The Obama Administration enthusiastically embraced a legal victory yesterday (June 30th) when, in a 2-1 split decision, a federal appeals court panel upheld a lower federal court decision finding that the federal Health Reform Law is constitutional. Some observers quickly seized on the fact that one of the two votes upholding the Health Reform Law was a conservative Republican judge, Jeffrey Sutton, who once clerked for Supreme Court Justice Antonin Scalia. The third judge, a Reagan appointee, dissented on the substantive issue, arguing that the Health Reform Law is unconstitutional.
The core question remains an extremely close one. The three judges on the panel were not unanimous and the opinion itself gives some further indications that the matter could go either way when it is finally decided by the Supreme Court. For example, Judge Sutton, who concurred in part and wrote the majority opinion in part, indicated that his opinion is just one step in the process – at one point he essentially refers to the appeals court as a “middle management judge” and then later goes on to observe that he is “[m]indful that we at the court of appeals are not just fallible but utterly non-final in this case…”

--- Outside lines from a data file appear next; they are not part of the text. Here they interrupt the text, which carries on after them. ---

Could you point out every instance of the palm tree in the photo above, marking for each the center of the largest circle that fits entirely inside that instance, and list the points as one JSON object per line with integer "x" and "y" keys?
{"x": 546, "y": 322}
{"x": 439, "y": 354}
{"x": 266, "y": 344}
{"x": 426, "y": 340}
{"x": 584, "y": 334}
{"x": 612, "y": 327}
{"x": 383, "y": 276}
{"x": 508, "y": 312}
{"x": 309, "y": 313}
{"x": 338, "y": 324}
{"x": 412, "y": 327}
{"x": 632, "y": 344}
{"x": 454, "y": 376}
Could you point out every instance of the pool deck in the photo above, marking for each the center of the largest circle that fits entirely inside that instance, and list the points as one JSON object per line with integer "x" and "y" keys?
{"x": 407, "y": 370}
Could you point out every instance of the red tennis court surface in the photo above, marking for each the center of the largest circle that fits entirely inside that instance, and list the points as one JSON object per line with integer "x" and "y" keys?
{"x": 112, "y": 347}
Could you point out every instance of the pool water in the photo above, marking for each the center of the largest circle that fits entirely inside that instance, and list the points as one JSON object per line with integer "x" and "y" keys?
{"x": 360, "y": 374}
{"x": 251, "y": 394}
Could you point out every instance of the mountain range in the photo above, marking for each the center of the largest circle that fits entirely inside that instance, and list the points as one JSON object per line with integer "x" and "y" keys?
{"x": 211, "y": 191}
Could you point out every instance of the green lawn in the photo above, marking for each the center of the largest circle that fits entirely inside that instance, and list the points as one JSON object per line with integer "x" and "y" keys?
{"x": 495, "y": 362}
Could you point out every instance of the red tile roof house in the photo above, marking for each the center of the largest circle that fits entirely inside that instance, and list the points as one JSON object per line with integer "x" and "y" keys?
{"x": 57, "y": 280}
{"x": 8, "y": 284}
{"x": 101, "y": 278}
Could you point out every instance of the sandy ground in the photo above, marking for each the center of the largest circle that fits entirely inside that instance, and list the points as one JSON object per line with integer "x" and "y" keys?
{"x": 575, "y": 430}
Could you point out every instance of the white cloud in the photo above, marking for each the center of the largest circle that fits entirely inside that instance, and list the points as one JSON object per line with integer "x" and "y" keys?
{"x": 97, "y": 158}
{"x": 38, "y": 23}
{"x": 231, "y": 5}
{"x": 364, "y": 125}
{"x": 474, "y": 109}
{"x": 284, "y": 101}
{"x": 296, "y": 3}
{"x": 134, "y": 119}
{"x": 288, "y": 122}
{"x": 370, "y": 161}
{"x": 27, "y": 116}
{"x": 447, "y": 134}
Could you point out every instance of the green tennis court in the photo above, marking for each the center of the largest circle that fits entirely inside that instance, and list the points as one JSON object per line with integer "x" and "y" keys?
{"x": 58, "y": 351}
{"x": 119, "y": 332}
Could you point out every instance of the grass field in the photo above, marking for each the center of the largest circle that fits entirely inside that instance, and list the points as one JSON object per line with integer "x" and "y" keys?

Whether today’s decision has any ultimate impact will turn on its persuasive power and, in particular, whether the logic of the opinion is deemed compelling by the Supreme Court of the United States. Even before this case approaches the high court, several additional steps will occur. First, the challengers could request the Sixth Circuit Court of Appeals to re-hear the case en banc, although information posted on the lead challenger’s website indicates that this option will not be pursued and that the challengers prefer that the case proceed directly to the Supreme Court. In any event, the Sixth Circuit decision is just the first of the three appellate court reviews; two other federal appeals courts are currently considering similar challenges to the Health Reform Law. In contrast to the Sixth Circuit’s decision in which the lower court had already found the Health Reform Law to be constitutional, the other two circuits, the Fourth and the Eleventh, would have to reverse lower courts that have previously rejected the Health Reform Law as being unconstitutional. If either of those circuit courts decides the opposite way of today’s decision, the odds will increase that the Supreme Court will take up the matter more quickly. If the high court takes the case this fall, it could decide the constitutionality of health care reform just months before the 2012 election.